直元はこれに反論することなど出来なかった。信長の覇道の志半ばで倒れ、死の間際に悔いていた直元にはむしろ喜ばしい言葉であった。
「一国一城の主になる夢、信長様に託しまする」
直元は隠れている部下らを呼び寄せると臣下の礼をとり、信長軍へと編入された。
これにようやく李通が追いつく。
「遅かったな、李通」
氏家卜全という有能な配下を手に入れた信長は上機嫌に輪をかけたようである。
李通は黙って深々と頭を下げた。
その頭を上げる時、見覚えのある顔が信長の後ろに立っていることに気づいた。
「……直元!」
李通が腰の剣に手をかける。
「李通、直元はこれより儂の配下だ。今までのことは水に流し、互いに戦功を競え」
「…………はっ」
いつもよりも長い沈黙の後に、腰から手を離し、納得いかないまでも一言返答した。
なにが起きて直元が信長に降ったのかまではわからない。だが主格の者がそう言うのだからただ黙って従っていた。
信長は李通を見て大きく頷き、
「さて、半兵衛の方はどんな具合であるかな」
と、半兵衛がいるであろう方角を向き呟いた。
その声には不安や心配など微塵も感じられず、全幅の信頼を置いているようであった。
「半兵衛?竹中重治ですかな?」
信長の漏らした言葉に直元が反応した。
共に美濃斎藤家に仕え、父の重元とは長良川合戦で刃を交えたこともあり、経緯は違えども織田家に籍を移した者同士であった。

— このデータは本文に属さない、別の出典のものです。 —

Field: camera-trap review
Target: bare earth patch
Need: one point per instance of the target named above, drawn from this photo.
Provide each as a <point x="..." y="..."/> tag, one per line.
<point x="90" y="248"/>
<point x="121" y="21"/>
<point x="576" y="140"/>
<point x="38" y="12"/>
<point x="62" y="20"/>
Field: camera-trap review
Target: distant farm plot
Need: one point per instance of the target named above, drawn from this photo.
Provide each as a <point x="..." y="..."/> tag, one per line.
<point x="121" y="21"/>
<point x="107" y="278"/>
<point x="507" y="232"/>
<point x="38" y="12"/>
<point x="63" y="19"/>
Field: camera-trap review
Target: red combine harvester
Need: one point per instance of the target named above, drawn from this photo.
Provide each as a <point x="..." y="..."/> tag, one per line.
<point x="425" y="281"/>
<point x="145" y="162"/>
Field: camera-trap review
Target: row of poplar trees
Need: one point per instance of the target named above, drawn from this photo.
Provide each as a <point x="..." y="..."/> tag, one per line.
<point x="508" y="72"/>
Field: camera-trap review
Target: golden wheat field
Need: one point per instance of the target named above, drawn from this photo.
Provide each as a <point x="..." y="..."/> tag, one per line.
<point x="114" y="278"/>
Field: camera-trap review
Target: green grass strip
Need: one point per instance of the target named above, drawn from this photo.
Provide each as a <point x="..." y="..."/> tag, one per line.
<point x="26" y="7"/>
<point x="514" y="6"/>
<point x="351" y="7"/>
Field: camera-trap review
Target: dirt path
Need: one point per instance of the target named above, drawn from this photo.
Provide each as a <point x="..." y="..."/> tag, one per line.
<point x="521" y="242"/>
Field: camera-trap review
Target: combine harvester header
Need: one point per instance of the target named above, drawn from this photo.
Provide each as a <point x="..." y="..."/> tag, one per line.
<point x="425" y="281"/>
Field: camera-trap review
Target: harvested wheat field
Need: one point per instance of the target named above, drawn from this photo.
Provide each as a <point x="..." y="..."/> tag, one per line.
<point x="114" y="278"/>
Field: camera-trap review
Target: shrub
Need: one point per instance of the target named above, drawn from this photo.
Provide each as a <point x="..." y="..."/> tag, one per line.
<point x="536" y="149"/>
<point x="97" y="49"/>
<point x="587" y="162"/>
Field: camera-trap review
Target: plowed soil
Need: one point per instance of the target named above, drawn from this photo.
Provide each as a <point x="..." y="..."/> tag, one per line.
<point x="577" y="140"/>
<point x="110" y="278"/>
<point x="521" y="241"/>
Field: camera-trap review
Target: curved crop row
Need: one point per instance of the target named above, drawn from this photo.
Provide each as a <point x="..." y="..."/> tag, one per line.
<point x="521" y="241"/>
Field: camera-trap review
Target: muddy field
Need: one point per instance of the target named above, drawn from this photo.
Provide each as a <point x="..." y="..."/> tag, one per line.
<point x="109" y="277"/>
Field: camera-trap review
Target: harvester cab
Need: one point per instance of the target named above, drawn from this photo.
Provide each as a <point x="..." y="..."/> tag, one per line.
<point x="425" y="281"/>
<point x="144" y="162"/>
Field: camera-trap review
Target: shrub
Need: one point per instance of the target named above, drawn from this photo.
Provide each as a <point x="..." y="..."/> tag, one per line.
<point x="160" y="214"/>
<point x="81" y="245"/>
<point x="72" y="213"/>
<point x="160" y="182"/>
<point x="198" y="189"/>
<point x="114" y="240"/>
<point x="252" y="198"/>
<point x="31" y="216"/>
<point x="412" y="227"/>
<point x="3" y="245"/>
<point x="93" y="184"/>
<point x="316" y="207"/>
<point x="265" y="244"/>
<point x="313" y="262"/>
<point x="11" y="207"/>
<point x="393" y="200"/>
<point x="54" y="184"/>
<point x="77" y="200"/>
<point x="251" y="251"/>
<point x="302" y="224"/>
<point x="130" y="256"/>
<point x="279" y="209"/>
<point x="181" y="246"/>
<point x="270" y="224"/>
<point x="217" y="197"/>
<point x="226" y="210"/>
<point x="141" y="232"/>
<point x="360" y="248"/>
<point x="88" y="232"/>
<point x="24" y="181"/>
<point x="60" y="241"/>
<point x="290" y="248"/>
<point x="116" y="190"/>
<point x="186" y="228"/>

「いかにも。半兵衛には一軍を預け、汝南より東に進軍させてある」
「なんと!誰か別動隊を止めて参れ。また信盛殿に使者だ」
直元は後ろを振り向き、部下に指示を出した。
「信盛だと?」
先ほど直元が半兵衛のことに反応した時と同様の態度を信長が見せた。
「佐久間信盛殿、言うまでもなく織田家筆頭ですな」
「そうか、おぬしは知らなかったのだな。信盛は儂の折檻状におののき、下野したのだ」
「な!?……そうでしたか。なにも言っていなかった」
「本願寺に抗すべく登用したのだが……」
信長の言葉が止まり、深く考え事をしている。
「いかん!半兵衛は信盛が追放同然に下野したことを知らぬ」
信長の表情が曇った。
普段の半兵衛ならば心配には及ばないが、知己だからと思い易々と接触することもあり得る。
「卜全、使者を急がせよ。それから李通とともに兵を選抜し最速の距離で南の敵陣に到達し、半兵衛と弥助を救え。儂は残った兵らを率いて行く」
信長の下知が飛ぶ。
李通と直元は早速百人ほどの兵を選び、道なき道をまるで飛ぶかのように駆けていった。
「半兵衛、死ぬなよ」
選抜隊を見送りながら信長は舌打ちをし、遠い目で独り呟いた。